The Pharisees and many other groups would agree to fast until a specific goal was accomplished, as we see in Acts 23:12.  “And when it was day, certain of the Jews banded together, and bound themselves under a curse, saying that they would neither eat nor drink till they had killed Paul.”  Unfortunately some Christian groups have adopted a similar idea, encouraging one to fast until God answers your prayer.  Fasting in such a manner is essentially a hunger strike against God.  Such fasting does not please God.

Isaiah 58:2-7 deals with such fasting.  “Cry aloud, spare not, lift up thy voice like a trumpet, and show my people their transgression, and the house of Jacob their sins.  Yet they seek me daily, and delight to know my ways, as a nation that did righteousness, and forsook not the ordinance of their God: they ask of me the ordinances of justice; they take delight in approaching to God.

Wherefore have we fasted, say they, and thou seest not? wherefore have we afflicted our soul, and thou takest no knowledge?

Behold, in the day of your fast ye find pleasure, and exact all your labours.  Behold, ye fast for strife and debate, and to smite with the fist of wickedness: ye shall not fast as ye do this day, to make your voice to be heard on high.  Is it such a fast that I have chosen? a day for a man to afflict his soul? is it to bow down his head as a bulrush, and to spread sackcloth and ashes under him? wilt thou call this a fast, and an acceptable day to the LORD?

Is not this the fast that I have chosen? to loose the bands of wickedness, to undo the heavy burdens, and to let the oppressed go free, and that ye break every yoke?  Is it not to deal thy bread to the hungry, and that thou bring the poor that are cast out to thy house? when thou seest the naked, that thou cover him; and that thou hide not thyself from thine own flesh?” 

God said they were not fast in an effort to get God to take action.  Instead they were to make the fast a period of putting God first, seeking to please him by eliminating sin and reaching out to others in love instead of focusing on what they wanted.  In Matthew 4:1 we find Jesus was deliberately led into the desert to be tempted by Satan.  “Then was Jesus led up of the Spirit into the wilderness to be tempted of the devil.”  As a result of forty days without eating he was hungry and Satan hoped to use that hunger to gain power over him.  As we know Christ resisted that temptation.   There is a proper way of fasting, but unfortunately if not done for the proper reasons or in the right way, it can result in temptation and sin rather than spiritual growth.   Jesus warned about fasting in Matthew 6:16-18.

“Moreover when ye fast, be not, as the hypocrites, of a sad countenance: for they disfigure their faces, that they may appear unto men to fast.

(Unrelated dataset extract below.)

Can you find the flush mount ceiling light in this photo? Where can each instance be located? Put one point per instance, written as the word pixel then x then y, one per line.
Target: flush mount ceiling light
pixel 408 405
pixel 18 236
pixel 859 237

Verily I say unto you, They have their reward.  But thou, when thou fastest, anoint thine head, and wash thy face; That thou appear not unto men to fast, but unto thy Father which is in secret: and thy Father, which seeth in secret, shall reward thee openly.” 


Like giving and prayer, fasting should be a private affair, done in secret. It should not be used as a means of impressing others with our spirituality.  When it is done properly, God will reward it, but when done for show, the only reward will be human accolades.  Too often people take pride in how much they fast and prostrate themselves before God, not realizing he loves us and we do not need to try to bribe him to act.  Our fasting ought to be like a little boy dropping his toys to run sit with his daddy, rather than a chore like cleaning his room.